The notion that we could follow our hearts when it comes to work is pretty much trained out of us by the time we come out of school. So who can blame us if, by the time we realize our ‘practical’ jobs don’t fulfill us, we have already forgotten how to find our own passions inside? That may be another reason considering The Taste of Happiness. It enables you to experiment, to test out all sorts of businesses that might be appealing.

How can you be inspired and stuck at the same time?

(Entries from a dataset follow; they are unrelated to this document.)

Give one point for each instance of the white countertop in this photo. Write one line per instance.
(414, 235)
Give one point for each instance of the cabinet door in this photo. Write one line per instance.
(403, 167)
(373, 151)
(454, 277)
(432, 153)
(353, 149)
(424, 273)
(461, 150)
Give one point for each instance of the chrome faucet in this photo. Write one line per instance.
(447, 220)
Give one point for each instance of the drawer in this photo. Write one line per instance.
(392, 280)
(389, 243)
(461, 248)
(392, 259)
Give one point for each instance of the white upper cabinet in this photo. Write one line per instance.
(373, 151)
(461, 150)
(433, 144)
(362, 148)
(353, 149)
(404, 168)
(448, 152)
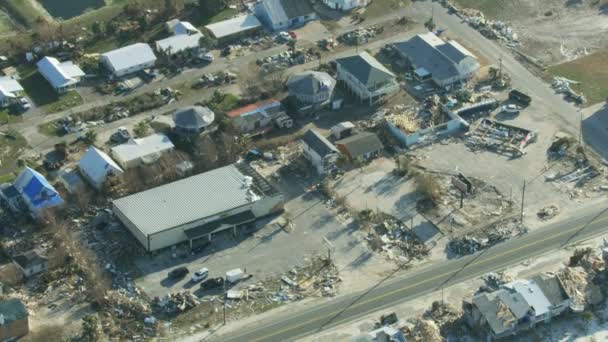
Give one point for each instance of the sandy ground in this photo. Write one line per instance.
(557, 31)
(565, 329)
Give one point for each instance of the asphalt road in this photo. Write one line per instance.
(419, 282)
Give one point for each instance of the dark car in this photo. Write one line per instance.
(212, 283)
(178, 273)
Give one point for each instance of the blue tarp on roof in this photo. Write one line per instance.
(40, 193)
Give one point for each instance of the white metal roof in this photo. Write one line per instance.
(130, 56)
(533, 295)
(187, 200)
(59, 74)
(179, 42)
(8, 87)
(141, 148)
(97, 164)
(234, 25)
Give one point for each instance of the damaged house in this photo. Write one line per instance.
(185, 39)
(142, 151)
(365, 77)
(195, 208)
(193, 120)
(62, 76)
(362, 146)
(321, 153)
(30, 191)
(96, 165)
(10, 90)
(517, 306)
(431, 58)
(261, 117)
(280, 15)
(311, 90)
(129, 59)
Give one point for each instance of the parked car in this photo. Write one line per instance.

I was a long time impassionated but too scared to anything about it.  Perhaps that’s how you are feeling now. I know that what I needed more than anything then was help getting past my fear; I needed someone to tell me that:

  • Going after my dream business did not require the daredevil leap that I thought it did;
  • what it did require was a series of small, incremental steps; and
  • those steps could be fun rather than scary.

If someone had told me these things back then I might have been skeptical – but i also might have been willing to give it a try.  I would have started six years sooner.

You are probably skeptical too. The idea of giving up the securities of a ‘real job’ with a real paycheck and real benefits, is pretty scary no matter how you cut it, and imagining even the most exciting dream business does not do much to mitigate that fear. The only way to do that is to adress those fears head on. So let’s do that right now – because the sooner you get unstuck, step by incremental step, the sooner you will make that dream business real.